The train trip from Latina to Rome, Rome to Padua and Padua to Bassano was uneventful except for Scott being sick as a dog. He was not much of a conversationalist-he slept most of the day. So I wrote and read and watched the scenery pass by.
Bassano del Grappa is a picturesque town on the banks of the Brenta River. It sits at the base of the Dolomites, a majestic mountain range that themselves sit at the base of the Alps. I love this town. We traveled through Bassano on a motorcycle trip last year and vowed to return.
We checked in to Hotel Brennero, probably the most comfortable hotel we’ve had this whole trip with a spacious room and a shower AND bathtub.
At 75 Euros a night (about $100) it was also one of the most reasonable-in comparison we paid 79 Euros a night in Milan for a cramped-albeit clean-hostel/hotel room in a part of town packed with sex shops and massage parlours! There was a big celebration going on in Bassano the Sunday afternoon we arrived. Actually, it was just winding down, but some folks were determined to party the night away…right under our 3rd floor window. Scott immersed himself in the bathtub while I unpacked a bit and then, amidst singing and hollering, we went to sleep. The next morning Scott was feeling much better and we set out to explore the town. Bassano is set up very logically with most of the concentration of shops and city offices in one area. It is very easy to get around on foot…indeed most of the locals seem to walk or ride bicycles around town.
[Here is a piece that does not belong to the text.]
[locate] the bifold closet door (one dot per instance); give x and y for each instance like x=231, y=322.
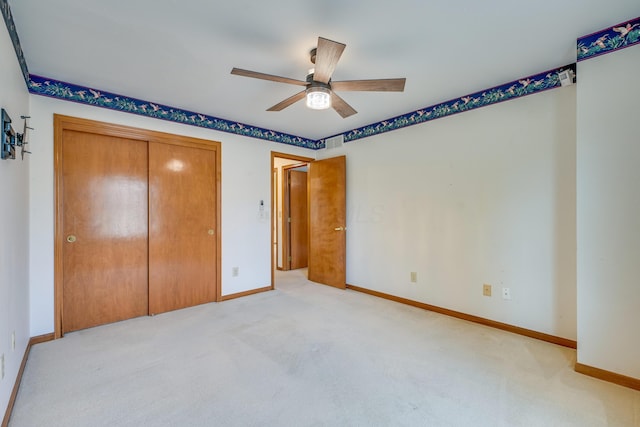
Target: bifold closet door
x=182, y=219
x=104, y=229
The town is known for its grappa-a spirit made from the skin of grapes. You’d think we’d had enough with all the alcohol in Latina, but we had already planned on touring the Poli Grappa Museum. It was fascinating, showing some types of very early distillers (stills) and, after tasting several varieties, we bought a few bottles to bring home. There were great food shops with porcini mushrooms-dried and fresh, several types of honey and burlap sacks full of beans, peas, lentils and rice. There were a few cartography shops-Bassano having one of the earliest printing companies in the area. The papers and cards were beautifully printed with centuries old designs. And the gelatarias were some of the best we’ve encountered. We had a pine nut gelato that rivaled any gelato we’ve ever eaten.
Bassano’s houses a UNESCO site with one of the Italian Military War Memorials atop Mt. Grappa (about 30 km away). We rode up Mt. Grappa last year (a gripping ride up the side of a very steep mountain which, to Scott’s chagrin, pretty much made me swear off motorcycles) and saw the Memorial from afar. The site entombs about 30,000 soldiers, with over 12,000 being unknown soldiers. The town itself has shrines and some will break your heart. Scott and I were walking down a beautiful tree lined boulevard overlooking the river when he pointed out flower pots planted with cyclamins at eye level on every tree. I looked closer and saw they were mini memorials. The flower pots were attached to ceramic plaques that encircled the tree trunks. On each plaque was the name of a fallen soldier. What was striking however, was a noose painted under each soldiers’ name. The men named were hung on this street 60 odd years ago. It was a sad reminder of the cost of war.
We spent 2 days and three nights in Bassano and it was not near enough. We walked all over town and shopped and ate some great meals. Scott felt better every day and by our last day in Italy we realized it was not a hangover, but he was battling an upper respiratory infection. We stopped in a farmacia in the center of town and I told them my husband had a sore throat. They brought out some propolis spray and a homeopathic remedy for sore throat/chest congestion. Although I felt we were a few days late for using these, I bought both and he took them on the spot. These shops are actual pharmacies and you can have a prescription filled here, but it's nice their first line of defense is homeopathic. We had to get up real early our last morning in Bassano to catch a 5:30 train to Cologne, Germany. We were on trains for 12 hours that day. It gave me time to read a bit, relax, catch up on writing. I know I've said it a hundred times, but I do so love the trains.
An empty train station at 5:30 a.m.
The ride from Bassano to Cologne was magnificent-first through the Dolomite Mountains and then through the Alps. It was chilly outside and the train was cozy. We passed thickly forested mountain tops and big lakes. Sweet alpine towns and industrial areas. We took lots of pictures out the train window.
At 5:30 that evening we entered the Cologne Central Station.
We were here to spend 2 days with Lothar Esser and his family: his wife Renate and his two sons; Sebastian, 14 and Lukas, 12.